In addition to Hecla, the lawsuit filed Tuesday in 1st District Court names Jeff Jordan, the Lucky Friday’s mine manager; Doug Bayer, mine superintendent; and Scott Hogamier, the safety foreman.
Mike Westerlund, Hecla’s vice president of investor relations, said he hadn’t seen the suit and couldn’t comment.
The lawsuit accused Hecla and its managers of ignoring escalating incidents of rock bursts at the underground silver mine in Mullan, Idaho.
The Lucky Friday experienced a string of rock bursts starting in the latter half of 2010, the lawsuit said. “It was only because no miners were working in these areas during all of these incidents that there were no deaths,” the suit says.
In April 2011, Larry “Pete” Marek, a miner with 20 years of experience, was killed in a rock fall at the Lucky Friday.

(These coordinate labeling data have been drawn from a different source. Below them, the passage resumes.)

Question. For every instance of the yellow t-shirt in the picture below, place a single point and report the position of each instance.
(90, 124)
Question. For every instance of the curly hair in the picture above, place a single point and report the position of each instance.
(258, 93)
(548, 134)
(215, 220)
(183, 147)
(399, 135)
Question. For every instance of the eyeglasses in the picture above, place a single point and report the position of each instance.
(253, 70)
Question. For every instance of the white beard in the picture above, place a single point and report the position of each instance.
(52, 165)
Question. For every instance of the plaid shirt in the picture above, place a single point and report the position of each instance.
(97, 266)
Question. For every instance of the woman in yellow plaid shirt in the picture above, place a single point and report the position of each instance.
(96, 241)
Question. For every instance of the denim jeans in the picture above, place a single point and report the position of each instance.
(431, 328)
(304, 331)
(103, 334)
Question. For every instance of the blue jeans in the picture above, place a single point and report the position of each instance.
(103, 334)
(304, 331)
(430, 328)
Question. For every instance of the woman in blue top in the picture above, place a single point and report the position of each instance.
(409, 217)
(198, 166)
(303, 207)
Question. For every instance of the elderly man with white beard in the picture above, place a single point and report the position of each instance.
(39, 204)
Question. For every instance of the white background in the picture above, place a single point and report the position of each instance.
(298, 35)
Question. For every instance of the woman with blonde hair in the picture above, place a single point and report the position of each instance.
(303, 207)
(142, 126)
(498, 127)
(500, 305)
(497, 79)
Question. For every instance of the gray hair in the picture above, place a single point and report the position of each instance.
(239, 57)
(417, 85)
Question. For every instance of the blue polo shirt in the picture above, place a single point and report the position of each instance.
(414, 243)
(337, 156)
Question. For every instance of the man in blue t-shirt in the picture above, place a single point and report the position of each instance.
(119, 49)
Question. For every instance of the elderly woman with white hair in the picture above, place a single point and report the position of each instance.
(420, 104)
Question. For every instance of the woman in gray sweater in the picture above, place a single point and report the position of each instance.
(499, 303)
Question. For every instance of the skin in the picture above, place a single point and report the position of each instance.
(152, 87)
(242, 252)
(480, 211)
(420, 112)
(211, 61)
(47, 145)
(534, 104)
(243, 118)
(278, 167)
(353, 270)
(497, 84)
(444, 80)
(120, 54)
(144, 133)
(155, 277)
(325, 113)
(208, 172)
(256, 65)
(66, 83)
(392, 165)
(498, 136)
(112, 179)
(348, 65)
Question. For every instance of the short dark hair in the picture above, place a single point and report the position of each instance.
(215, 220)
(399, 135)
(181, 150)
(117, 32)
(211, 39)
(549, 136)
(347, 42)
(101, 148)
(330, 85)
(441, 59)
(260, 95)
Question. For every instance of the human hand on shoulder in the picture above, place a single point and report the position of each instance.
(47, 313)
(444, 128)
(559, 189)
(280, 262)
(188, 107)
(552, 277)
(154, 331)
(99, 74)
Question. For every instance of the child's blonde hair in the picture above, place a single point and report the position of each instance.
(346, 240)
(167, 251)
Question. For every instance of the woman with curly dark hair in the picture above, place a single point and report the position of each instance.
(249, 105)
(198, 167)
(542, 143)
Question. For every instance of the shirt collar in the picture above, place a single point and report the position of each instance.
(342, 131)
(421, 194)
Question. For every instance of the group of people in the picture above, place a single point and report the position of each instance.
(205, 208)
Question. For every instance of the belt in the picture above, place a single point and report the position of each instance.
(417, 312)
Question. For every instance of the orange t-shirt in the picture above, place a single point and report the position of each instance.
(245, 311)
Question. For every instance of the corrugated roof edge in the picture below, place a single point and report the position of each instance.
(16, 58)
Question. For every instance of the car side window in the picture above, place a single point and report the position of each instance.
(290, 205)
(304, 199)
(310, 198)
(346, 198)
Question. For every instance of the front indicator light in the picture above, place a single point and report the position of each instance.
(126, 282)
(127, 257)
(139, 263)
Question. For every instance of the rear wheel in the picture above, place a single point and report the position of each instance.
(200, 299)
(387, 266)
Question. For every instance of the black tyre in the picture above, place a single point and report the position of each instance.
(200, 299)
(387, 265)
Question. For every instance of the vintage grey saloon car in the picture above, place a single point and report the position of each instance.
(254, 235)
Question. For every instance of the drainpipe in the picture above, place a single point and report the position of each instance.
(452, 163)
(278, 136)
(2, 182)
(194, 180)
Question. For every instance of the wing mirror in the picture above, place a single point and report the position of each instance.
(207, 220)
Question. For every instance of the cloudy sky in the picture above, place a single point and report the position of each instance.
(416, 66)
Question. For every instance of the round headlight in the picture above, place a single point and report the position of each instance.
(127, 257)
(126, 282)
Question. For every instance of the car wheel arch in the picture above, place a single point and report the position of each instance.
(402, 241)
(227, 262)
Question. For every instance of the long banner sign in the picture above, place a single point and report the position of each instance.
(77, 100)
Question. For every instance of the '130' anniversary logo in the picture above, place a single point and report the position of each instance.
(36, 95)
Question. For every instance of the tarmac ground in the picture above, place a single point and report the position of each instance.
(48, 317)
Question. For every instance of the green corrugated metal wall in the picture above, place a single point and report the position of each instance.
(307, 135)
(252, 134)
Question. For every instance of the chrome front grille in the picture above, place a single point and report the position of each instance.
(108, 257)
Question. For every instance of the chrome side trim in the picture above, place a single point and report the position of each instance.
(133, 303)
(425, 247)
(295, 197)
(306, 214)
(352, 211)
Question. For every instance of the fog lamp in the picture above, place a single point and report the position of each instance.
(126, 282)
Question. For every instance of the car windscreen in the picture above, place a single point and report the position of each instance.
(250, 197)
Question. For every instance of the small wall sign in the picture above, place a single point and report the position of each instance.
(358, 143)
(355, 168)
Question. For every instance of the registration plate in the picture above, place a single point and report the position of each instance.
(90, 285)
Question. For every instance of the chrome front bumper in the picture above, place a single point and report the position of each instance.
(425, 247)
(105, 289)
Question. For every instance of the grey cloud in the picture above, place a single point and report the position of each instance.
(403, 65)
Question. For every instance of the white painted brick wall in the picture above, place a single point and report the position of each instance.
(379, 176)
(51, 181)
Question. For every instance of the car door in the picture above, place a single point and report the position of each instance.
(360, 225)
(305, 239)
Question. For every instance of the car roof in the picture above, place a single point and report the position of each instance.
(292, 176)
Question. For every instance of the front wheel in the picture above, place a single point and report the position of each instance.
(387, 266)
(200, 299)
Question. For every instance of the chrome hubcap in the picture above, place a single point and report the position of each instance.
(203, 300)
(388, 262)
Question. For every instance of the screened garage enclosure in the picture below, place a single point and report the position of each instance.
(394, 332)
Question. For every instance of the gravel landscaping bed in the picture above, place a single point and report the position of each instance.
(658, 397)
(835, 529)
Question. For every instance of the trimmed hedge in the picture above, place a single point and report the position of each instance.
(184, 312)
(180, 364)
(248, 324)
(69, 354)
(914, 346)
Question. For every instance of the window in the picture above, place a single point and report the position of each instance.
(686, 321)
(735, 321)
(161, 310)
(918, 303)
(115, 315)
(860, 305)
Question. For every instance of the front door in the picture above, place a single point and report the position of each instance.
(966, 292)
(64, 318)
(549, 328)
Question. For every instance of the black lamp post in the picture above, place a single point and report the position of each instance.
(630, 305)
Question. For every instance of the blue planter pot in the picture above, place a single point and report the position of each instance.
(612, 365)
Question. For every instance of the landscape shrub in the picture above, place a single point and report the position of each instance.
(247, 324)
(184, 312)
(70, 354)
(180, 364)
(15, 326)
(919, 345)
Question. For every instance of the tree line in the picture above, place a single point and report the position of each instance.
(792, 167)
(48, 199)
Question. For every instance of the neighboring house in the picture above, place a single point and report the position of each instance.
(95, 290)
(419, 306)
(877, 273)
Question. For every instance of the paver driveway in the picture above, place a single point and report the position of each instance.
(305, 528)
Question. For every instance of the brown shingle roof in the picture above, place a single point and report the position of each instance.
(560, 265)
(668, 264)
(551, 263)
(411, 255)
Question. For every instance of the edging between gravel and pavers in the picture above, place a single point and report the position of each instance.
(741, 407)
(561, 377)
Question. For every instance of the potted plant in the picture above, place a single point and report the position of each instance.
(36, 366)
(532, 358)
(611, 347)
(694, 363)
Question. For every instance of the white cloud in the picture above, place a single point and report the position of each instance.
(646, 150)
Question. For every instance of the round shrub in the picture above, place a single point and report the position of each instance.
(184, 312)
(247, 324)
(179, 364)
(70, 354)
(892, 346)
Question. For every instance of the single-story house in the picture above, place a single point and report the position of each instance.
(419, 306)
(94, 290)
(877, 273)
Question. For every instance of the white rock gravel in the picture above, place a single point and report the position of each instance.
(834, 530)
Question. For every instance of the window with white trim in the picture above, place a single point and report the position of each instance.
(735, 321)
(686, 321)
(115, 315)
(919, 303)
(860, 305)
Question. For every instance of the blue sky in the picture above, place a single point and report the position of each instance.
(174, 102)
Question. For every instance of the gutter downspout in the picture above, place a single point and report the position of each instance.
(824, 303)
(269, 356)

Rescue crews worked around the clock to remove debris, reaching Marek’s body nine days later.
Nov. 16, 2011, another rock burst occurred in the same area. According to the suit, Hecla’s managers knew from two consultants’ reports that the area remained unsafe, but lied to workers who were sent to install a steel liner to stabilize the rock.
Quoting the consultants’ reports, the lawsuit said rock pressure was continuing to build up from mining activity below that area; that the supporting pillar was “still under stress”; and that further rock bursts in the area were likely, the suit says.
However, the miners were told that the pillar was safe to work around, the suit says. They were specifically told that a consultant said another rock burst wouldn’t occur for five years and that the pillar was continuously monitored for increased rock pressure, according to the suit.
Hecla had stopped monitoring the pillar and was violating an order from the federal Mine Safety and Health Administration to cease mining operations until the repairs were done, the suit says.
Mine managers “knew that had the true condition of the pillar and the lack of monitoring been disclosed, the (miners) would not have agreed to perform further work within the pillar,” the suit says.